The U.S. has always been adept at pivoting in the face of hardship and vulnerability. Below are four steps the federal government can take to combat these attacks, especially now when hackers in the most remote areas of the world can lock down companies and industries.
- Critical infrastructure attacks must be understood as digital terrorism
Until now, foreign hackers mounting ransomware attacks have been acting with only modest repercussions. The U.S. must change the economics of ransomware attacks. Companies should not be left with the option to either pay ransoms or suffer the consequences, and officials should no longer consider hacks to be merely financial crimes.
Given the economic impact and damage, ransomware attacks on critical infrastructure should be considered “digital terrorism,” and those responsible should be labelled “digital terrorists.” Pursuing and disrupting hackers’ needs is crucial to garnering a response from not only law enforcement – but the entirety of the U.S. government.
- The U.S. must reconsider the definition of “critical infrastructure” for the modern era, and make digital security a priority
At this point, the federal government must expand the definition of critical infrastructure past bridges, dams, highways, pipelines and transit systems. Society’s digital connective tissue includes both the internet and the services it provides. It has become clear that Americans cannot work and live without digital service providers. These assets must be considered critical infrastructure and made resilient against cyberattacks, beyond physically securing their data centres and corporate headquarters.
cybersecurity experts are acutely aware that legacy utility, service and transportation facilities may have reasonable physical security, but remain inadequately protected from digital threats. Recent attacks made clear that the weakness must be addressed now using modern hardware, software and IT protocols pioneered by U.S. companies. To the extent that critical infrastructure providers are under-equipped to make necessary investments in modern cybersecurity technology, government incentives will speed deployment.
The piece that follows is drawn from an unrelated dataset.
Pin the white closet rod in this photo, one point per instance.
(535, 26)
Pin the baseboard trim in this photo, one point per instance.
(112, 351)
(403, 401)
- Ransomware payments must be banned by law
Paying a ransom is dangerous. Each payout encourages future ransomware attacks, yet the victim has no guarantee that hackers will not return for another payday. As a matter of public policy, the U.S. government must outlaw ransom payments, as they are turning small-time crooks into big-time threats: One company’s capitulation enables a menace to society.
- Seize the opportunity for public/private collaboration
Given its financial resources, the U.S. might be assumed to have such a sophisticated critical infrastructure that is virtually impervious to danger. However, the nation’s combination of wealth and ageing infrastructures make the country a primary target for increasingly sophisticated threats spanning the public and private sectors. Despite its strengths, The U.S. ranks 13th overall in quality of critical infrastructure.
The government needs to retire industrial age concepts of security and begin protecting both citizens and businesses against mounting digital threats. Collaborating with private-sector experts will help the public sector anticipate likely threats, enabling smarter and faster adaptations as the security landscape evolves. As hackers increase their resources and deploy sophisticated ransomware attacks, the nation will need every possible advantage to defend against them.
As reported by OpenGov Asia, any organisation can be the victim of a ransomware attack, hence reducing the risk is essential to make the organisation less vulnerable. A risk-based framework is important to determine the most important data to protect in the face of ransomware attacks is critical.
the most fundamental aspect of data protection is to clearly understand the data and identify which data is critical. Therefore, data assessment is necessary to figure out the amount of data, the place of the data, who has access to the data. All of the information about the data needs to go into an information asset register. Without it, the organisation will not know what data they lost once they get attacked.